Checking your website for broken Links on Linux
with linkchecker and htcheck / How to find broken links on your
website
Have you wondered how could you check your website for broken
links? Cause I did!
You might wonder why should I care so hard about the broken
links?
Well it's simple broken links on your webpage will have an
influence on how Google indexes your website, and how often does it
bother to crawl on your website in other words, having a eagly eye
on your broken links interface is a vital for every self respecting
web developer, as well as for system administrators.

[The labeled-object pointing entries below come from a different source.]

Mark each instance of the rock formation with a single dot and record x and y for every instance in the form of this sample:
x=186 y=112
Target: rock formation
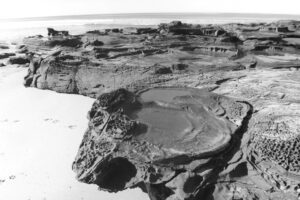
x=160 y=140
x=157 y=125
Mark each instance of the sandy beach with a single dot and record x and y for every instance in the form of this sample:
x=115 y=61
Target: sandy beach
x=40 y=132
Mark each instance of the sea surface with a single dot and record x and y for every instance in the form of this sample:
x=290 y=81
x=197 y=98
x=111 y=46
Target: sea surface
x=16 y=29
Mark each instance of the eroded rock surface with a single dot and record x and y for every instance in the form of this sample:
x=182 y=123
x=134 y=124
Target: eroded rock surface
x=163 y=140
x=240 y=142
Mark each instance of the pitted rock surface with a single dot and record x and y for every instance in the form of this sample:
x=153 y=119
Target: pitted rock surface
x=150 y=140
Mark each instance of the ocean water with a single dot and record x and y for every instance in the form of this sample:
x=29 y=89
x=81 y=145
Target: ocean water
x=16 y=29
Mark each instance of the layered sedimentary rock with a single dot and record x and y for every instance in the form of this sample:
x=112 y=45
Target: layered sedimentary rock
x=160 y=140
x=164 y=136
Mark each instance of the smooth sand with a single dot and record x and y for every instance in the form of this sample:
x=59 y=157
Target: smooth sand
x=40 y=132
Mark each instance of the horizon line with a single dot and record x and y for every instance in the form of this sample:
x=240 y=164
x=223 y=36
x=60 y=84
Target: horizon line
x=57 y=17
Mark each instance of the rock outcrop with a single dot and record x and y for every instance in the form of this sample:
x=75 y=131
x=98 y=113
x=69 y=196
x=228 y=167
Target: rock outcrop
x=166 y=132
x=160 y=140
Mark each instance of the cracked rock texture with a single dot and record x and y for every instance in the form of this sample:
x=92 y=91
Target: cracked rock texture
x=165 y=145
x=205 y=111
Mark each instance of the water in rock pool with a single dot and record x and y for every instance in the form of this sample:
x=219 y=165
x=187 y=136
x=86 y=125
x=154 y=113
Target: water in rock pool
x=178 y=123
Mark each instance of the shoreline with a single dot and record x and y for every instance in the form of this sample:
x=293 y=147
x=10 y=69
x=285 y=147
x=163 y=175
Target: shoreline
x=40 y=132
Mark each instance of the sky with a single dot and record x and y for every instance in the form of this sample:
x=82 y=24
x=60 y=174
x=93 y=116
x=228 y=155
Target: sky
x=39 y=8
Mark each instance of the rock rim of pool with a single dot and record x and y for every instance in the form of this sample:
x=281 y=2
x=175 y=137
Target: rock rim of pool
x=148 y=138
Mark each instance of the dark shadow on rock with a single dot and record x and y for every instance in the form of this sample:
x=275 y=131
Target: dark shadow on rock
x=116 y=174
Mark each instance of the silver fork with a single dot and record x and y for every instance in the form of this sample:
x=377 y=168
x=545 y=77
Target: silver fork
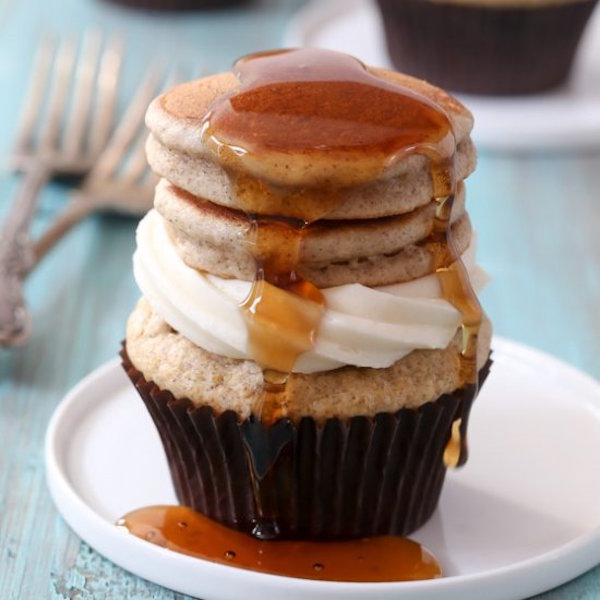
x=52 y=141
x=120 y=181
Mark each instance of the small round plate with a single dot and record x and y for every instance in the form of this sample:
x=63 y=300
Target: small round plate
x=565 y=118
x=521 y=517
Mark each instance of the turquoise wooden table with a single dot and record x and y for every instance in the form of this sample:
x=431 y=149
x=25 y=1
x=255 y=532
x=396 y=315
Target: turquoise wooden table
x=538 y=219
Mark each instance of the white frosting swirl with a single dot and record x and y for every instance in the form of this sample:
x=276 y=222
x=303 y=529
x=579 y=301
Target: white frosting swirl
x=361 y=326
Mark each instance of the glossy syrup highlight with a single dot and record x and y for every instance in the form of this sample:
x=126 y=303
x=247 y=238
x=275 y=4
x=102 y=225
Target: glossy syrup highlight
x=385 y=558
x=310 y=103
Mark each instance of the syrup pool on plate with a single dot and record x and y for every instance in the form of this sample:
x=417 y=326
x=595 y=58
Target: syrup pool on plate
x=385 y=558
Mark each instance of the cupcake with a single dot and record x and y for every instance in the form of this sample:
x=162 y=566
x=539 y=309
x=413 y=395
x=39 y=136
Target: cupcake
x=308 y=341
x=486 y=46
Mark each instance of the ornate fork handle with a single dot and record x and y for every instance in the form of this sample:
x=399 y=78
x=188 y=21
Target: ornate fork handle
x=16 y=254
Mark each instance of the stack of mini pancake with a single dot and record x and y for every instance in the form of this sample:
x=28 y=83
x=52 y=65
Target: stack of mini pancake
x=377 y=232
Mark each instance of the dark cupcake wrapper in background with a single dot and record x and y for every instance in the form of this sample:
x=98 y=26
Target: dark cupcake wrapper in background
x=485 y=49
x=349 y=478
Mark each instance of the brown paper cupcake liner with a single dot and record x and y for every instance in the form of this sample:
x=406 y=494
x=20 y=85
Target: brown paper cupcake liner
x=355 y=477
x=485 y=49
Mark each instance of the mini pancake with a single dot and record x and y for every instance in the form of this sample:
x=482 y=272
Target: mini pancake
x=176 y=119
x=380 y=251
x=202 y=177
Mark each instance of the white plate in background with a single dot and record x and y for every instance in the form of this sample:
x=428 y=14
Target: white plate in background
x=521 y=517
x=567 y=118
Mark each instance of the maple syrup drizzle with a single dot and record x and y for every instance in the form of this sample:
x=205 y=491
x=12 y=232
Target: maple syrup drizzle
x=183 y=530
x=308 y=102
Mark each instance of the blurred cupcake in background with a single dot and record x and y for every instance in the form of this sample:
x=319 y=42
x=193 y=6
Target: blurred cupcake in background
x=486 y=46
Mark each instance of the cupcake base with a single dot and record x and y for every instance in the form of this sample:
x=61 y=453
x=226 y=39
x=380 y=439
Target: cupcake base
x=338 y=479
x=485 y=48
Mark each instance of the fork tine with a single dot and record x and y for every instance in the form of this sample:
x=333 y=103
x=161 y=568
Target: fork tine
x=137 y=165
x=65 y=61
x=35 y=93
x=82 y=93
x=126 y=131
x=110 y=67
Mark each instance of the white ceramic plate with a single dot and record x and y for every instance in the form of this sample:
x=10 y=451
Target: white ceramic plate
x=523 y=515
x=566 y=118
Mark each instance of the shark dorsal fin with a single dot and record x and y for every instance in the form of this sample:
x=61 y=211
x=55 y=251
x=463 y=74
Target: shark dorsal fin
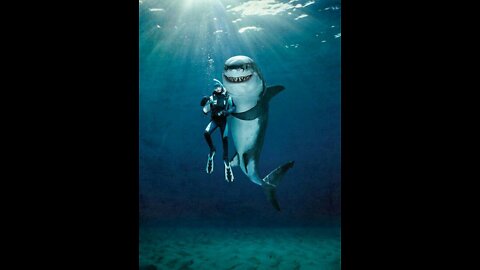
x=255 y=112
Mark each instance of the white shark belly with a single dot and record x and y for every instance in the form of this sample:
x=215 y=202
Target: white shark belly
x=244 y=134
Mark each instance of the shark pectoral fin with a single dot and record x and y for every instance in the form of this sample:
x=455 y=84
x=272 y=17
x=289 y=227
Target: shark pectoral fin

From a web development perspective, it's important that your
website have as less 404 error pages possible since that is
important for Webpages W3C Compliancy.
On other hand if you're a SEO Specialist, having as less broken
links on your domains is vital for Google Pageranking, Yahoo,
Live.com, Altavista, Yandex etc, as well as for general Good Search
Engine Indexing.
Having said all that you should already feel the topic is really
interesting. I believe not many people has wrote stuff about it
online.
That's why I decided to share with you a possible way on how to
track your broken web domain for broken pages on the Linux and
possibly other Unix compatible architectures.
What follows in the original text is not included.